You’re walking along a path through the woods when you happen upon a small mass of land protruding out of the ground. You think very little of it until, suddenly, the ground begins to hum beneath your feet. You see steam peaking out from the hill as you approach. The steam grows thick and rises higher and higher in urgent swirls. Suddenly, without warning, water bursts out and flies into the air. Fifty feet…no, one hundred…no, two hundred feet into the air the water flies up and spreads out over the sky. This may sound like the beginning of a doomsday movie, but it’s actually a naturally occurring phenomenon known as a Geyser.

The word Geyser is derived from Geysir, a name given by Icelanders in the seventeenth century to an intermittently discharging hot spring in southwest Iceland. Most of us can picture the sight of steam rising up in a violent fashion, but what actually is a Geyser? These natural wonders result from the heating of groundwater by shallow bodies of magma, so they generally occur in areas that have seen some volcanic activity in the past. They’re extremely rare because they require four very specific components to form- hot rocks below the ground, a source of groundwater, a subsurface water reservoir, and fissures to deliver the water to the surface. When water boils beneath the surface, gas or steam bubbles form which causes the water to shoot through the vent of the Geyser. It’s kind of like when steam rises as you boil some tea on the stove.

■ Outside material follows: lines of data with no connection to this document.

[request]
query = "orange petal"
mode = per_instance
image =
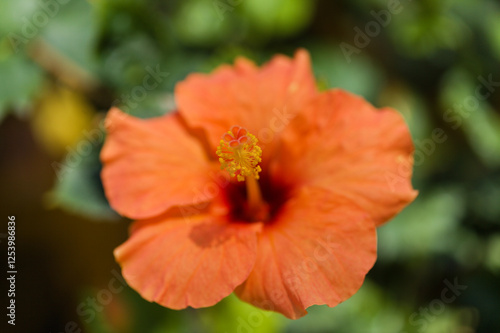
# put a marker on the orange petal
(345, 145)
(151, 165)
(262, 100)
(317, 252)
(179, 263)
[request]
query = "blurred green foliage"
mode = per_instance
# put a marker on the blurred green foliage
(425, 62)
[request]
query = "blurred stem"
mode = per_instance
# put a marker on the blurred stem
(61, 67)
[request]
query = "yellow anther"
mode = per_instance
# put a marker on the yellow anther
(239, 153)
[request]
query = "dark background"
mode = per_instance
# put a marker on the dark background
(63, 64)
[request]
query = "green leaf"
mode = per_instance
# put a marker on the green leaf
(78, 187)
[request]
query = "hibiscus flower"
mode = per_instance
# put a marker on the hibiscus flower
(288, 222)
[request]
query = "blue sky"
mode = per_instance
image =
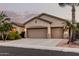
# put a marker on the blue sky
(50, 8)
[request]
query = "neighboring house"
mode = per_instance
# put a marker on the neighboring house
(45, 26)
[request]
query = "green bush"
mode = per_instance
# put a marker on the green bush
(14, 36)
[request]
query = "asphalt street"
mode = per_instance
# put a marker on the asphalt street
(14, 51)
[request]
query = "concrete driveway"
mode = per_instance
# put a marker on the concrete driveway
(32, 43)
(44, 44)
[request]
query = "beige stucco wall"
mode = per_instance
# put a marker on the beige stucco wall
(55, 22)
(37, 23)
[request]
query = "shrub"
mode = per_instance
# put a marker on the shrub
(13, 35)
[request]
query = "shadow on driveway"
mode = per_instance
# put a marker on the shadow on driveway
(14, 51)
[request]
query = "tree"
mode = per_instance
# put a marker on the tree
(72, 5)
(5, 27)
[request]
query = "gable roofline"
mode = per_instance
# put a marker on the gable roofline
(52, 16)
(38, 19)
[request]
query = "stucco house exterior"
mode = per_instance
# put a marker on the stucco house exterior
(45, 26)
(18, 27)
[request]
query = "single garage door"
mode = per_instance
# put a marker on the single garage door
(37, 33)
(57, 33)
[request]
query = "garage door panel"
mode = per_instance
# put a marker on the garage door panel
(37, 33)
(57, 33)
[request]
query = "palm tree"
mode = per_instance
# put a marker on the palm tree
(72, 5)
(4, 26)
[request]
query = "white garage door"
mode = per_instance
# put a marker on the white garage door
(37, 33)
(57, 32)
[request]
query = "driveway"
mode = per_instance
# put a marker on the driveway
(43, 44)
(32, 43)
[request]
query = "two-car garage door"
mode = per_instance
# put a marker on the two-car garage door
(37, 33)
(42, 33)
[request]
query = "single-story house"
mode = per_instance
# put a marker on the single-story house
(45, 26)
(17, 27)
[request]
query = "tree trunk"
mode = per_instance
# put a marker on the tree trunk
(3, 36)
(73, 23)
(69, 35)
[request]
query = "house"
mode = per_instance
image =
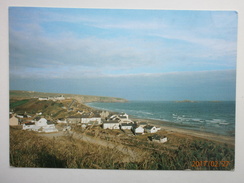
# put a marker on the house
(96, 120)
(126, 126)
(61, 120)
(143, 124)
(40, 121)
(123, 116)
(158, 138)
(74, 119)
(150, 129)
(111, 124)
(42, 98)
(138, 129)
(104, 114)
(91, 118)
(50, 127)
(40, 125)
(20, 115)
(28, 126)
(13, 121)
(61, 97)
(67, 128)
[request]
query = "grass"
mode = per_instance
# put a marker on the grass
(18, 103)
(27, 149)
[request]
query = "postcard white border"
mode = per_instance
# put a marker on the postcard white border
(10, 174)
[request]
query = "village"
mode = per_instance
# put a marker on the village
(84, 119)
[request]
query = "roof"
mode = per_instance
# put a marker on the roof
(49, 122)
(73, 117)
(127, 124)
(156, 137)
(29, 123)
(37, 118)
(149, 127)
(112, 121)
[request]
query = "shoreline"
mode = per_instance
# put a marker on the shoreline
(230, 140)
(170, 127)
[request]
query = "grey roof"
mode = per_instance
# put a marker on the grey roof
(148, 127)
(127, 124)
(111, 121)
(37, 118)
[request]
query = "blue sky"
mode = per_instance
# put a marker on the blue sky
(133, 54)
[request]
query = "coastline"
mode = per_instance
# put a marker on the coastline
(230, 140)
(170, 128)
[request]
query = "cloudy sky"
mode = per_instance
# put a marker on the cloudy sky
(133, 54)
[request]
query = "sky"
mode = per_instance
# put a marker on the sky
(132, 54)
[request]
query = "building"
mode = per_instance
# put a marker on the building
(74, 119)
(126, 126)
(28, 126)
(104, 114)
(138, 130)
(150, 129)
(62, 120)
(42, 98)
(96, 120)
(40, 125)
(40, 121)
(158, 138)
(111, 124)
(13, 121)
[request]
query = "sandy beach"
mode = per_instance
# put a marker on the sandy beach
(167, 126)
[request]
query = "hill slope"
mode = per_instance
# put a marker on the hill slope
(80, 98)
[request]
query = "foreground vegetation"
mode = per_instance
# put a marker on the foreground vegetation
(27, 149)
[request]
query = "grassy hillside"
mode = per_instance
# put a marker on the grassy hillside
(80, 98)
(49, 109)
(28, 149)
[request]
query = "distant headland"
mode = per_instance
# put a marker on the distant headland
(80, 98)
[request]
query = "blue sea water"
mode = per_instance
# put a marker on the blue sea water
(213, 117)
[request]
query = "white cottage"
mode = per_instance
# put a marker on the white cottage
(40, 121)
(158, 138)
(13, 121)
(62, 120)
(138, 130)
(126, 126)
(40, 125)
(112, 124)
(28, 126)
(150, 129)
(96, 120)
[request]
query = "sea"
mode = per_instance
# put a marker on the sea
(208, 116)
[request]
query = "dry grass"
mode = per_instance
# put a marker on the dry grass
(30, 150)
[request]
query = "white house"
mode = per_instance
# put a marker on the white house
(158, 138)
(150, 129)
(28, 126)
(62, 120)
(96, 120)
(40, 125)
(138, 130)
(112, 124)
(40, 121)
(42, 98)
(13, 121)
(60, 97)
(126, 126)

Because they require such specific conditions to occur, there are only around 1,000 Geysers worldwide and 300 of those are located in Yellowstone. The remaining Geysers mainly occur in Russia, Chile, New Zealand, and Iceland. You may be surprised to learn though that Geysers typically erupt irregularly and infrequently. There are only a few that erupt often, one is “Old Faithful” at Yellowstone, which was given its name for just that reason. This Geyser will typically erupt every 60-90 minutes, but its eruptions have begun to slow over time.

Yellowstone

Speaking of Yellowstone, this is the home of the world’s largest Geyser, Steamboat Geyser. Some of its eruptions have gone up to 400 feet into the air. It likely won’t be the main attraction of a visit to this park, however, because it erupts very rarely- only around a dozen times within the past twenty years. Waimangu Geyser in New Zealand used to be the tallest in the world, blasting water roughly 1600 feet into the air. It was, however, hit by a landslide which altered the hydrology so it hasn’t erupted since 1902.

According to the USGS, because the process of Geyser eruptions is similar to that of volcanic ones, by studying geysers we may better learn how to predict when volcanic eruptions will occur. This is especially helpful because, since Geyser eruptions are far more frequent than volcanic ones, there is much more of an opportunity to study them and collect data without the dangers as well.

Yellowstone Geyser

There are several natural phenomena that happen on Earth that happen virtually nowhere else. Are Geysers among these phenomena? Yes and no. There has yet to be evidence of Geysers discovered on other planets so, similarly to plate tectonics, it may be unique to Earth. However, one of Jupiter’s moons, Lo, has eruptions of frozen water particles and other gases through vents in its surface. In addition, Triton (a moon on Neptune) and Enceladus (a moon on Saturn) have cold Geysers called ‘cryovolcanoes.’ Yes, that does sound like a Doctor Doom invention, but we believe it’s far more likely that they occur naturally, erupting from pools of liquid water a short distance from the moon’s surface.

Though Geysers may make our world seem fragile and breakable, they’re actually just a part of nature that’s seemingly unique to the Earth (as of the writing of this article, that is). We may not have everyone convinced of their value, but water you going to do?